Dan Phillips of IGN gave the premiere issue an "Okay" score of 6 out of 10. He was disappointed by the artwork, saying it accentuates the shortcomings of Millar's script, finding McNiven's minimalistic style less impressive than his work on Old Man Logan. Phillips gave issue #3 the same score, describing the comic as "somewhat entertaining" but "not the least bit clever, witty, tasteful, sophisticated or original". He complains about the lack of depth to this high concept story, seeing it only as an excuse for the next violent spectacle. He concludes that readers should skip the series unless they are die-hard fans of Millar's work.

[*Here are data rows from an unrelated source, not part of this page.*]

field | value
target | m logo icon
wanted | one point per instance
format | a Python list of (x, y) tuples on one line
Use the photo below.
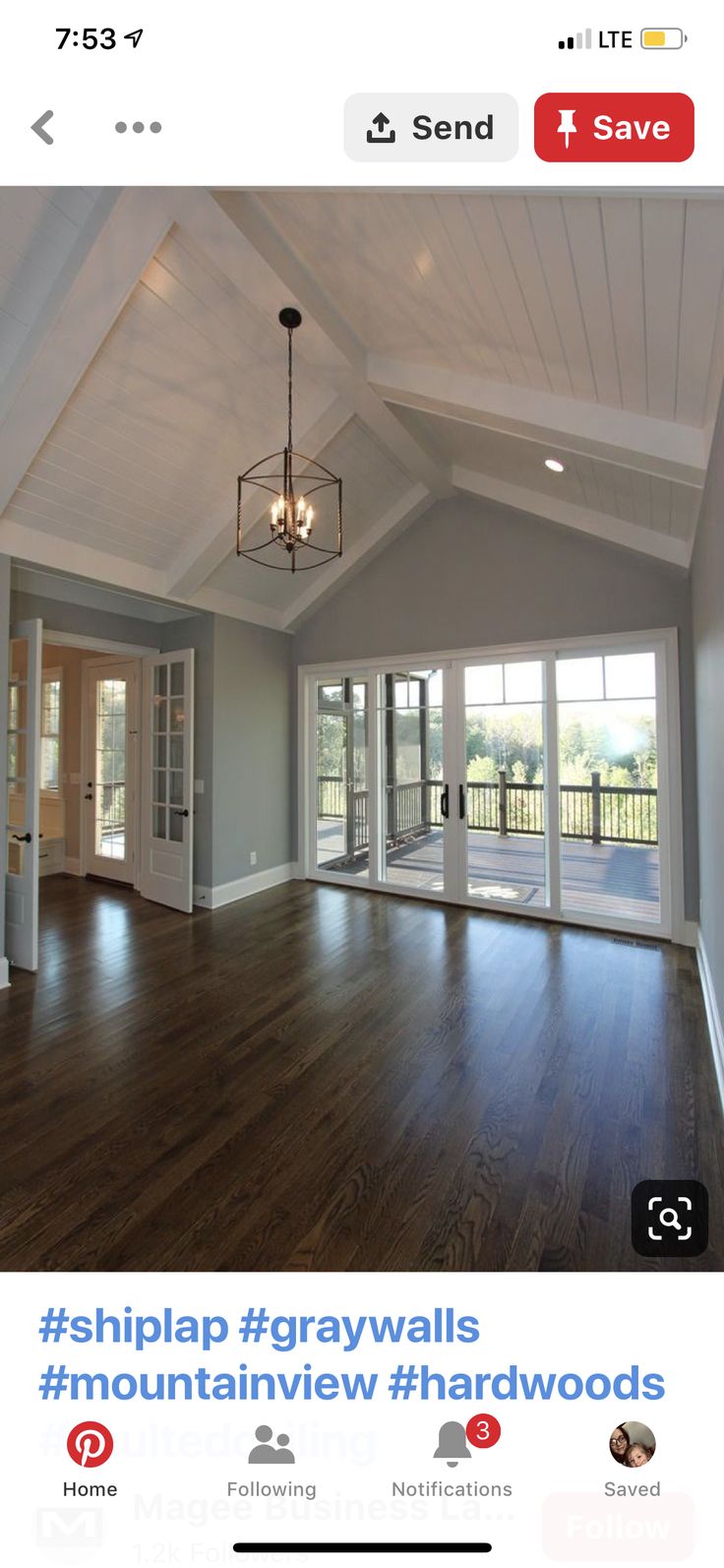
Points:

Nicholas Yanes of SciFiPulse.net called the premiere issue "fantastic" and argued that while the series lacked heart in comparison with Millar's Kick-Ass, "this works to point out that the real world is not run by good intentions, but by selfish motivations, ego, and pride. Moreover, the stability that people apply to modern society is as much a construct as the buildings that [a] terrorist can so easily bring down".

==Collected editions==
The series has been collected into the single volume Nemesis (112 pages, hardcover, February 2011, ISBN 0-7851-4865-5).

==Film==
The rights to make a Nemesis film were optioned by 20th Century Fox. Tony Scott was set to direct it before his death, in conjunction with his Scott Free production company. In 2010 Joe Carnahan was reportedly working on the screenplay for the film. Carnahan was confirmed as the director two years later, also as a writer of the script with his brother Matthew Carnahan. Mark Millar saw the script for Nemesis in Autumn 2013 and praised Joe and Matthew's take on his comic book character, stating the film is going to be "massive". The script by Joe Carnahan was finished in February 2015. Millar said if Kingsman: The Secret Service did well at the box office, the film might start filming that year. The rights however lapsed and in August the same year Warner Bros. acquired them to adapt it. By May 2021, Emerald Fennell had written the latest draft of the screenplay.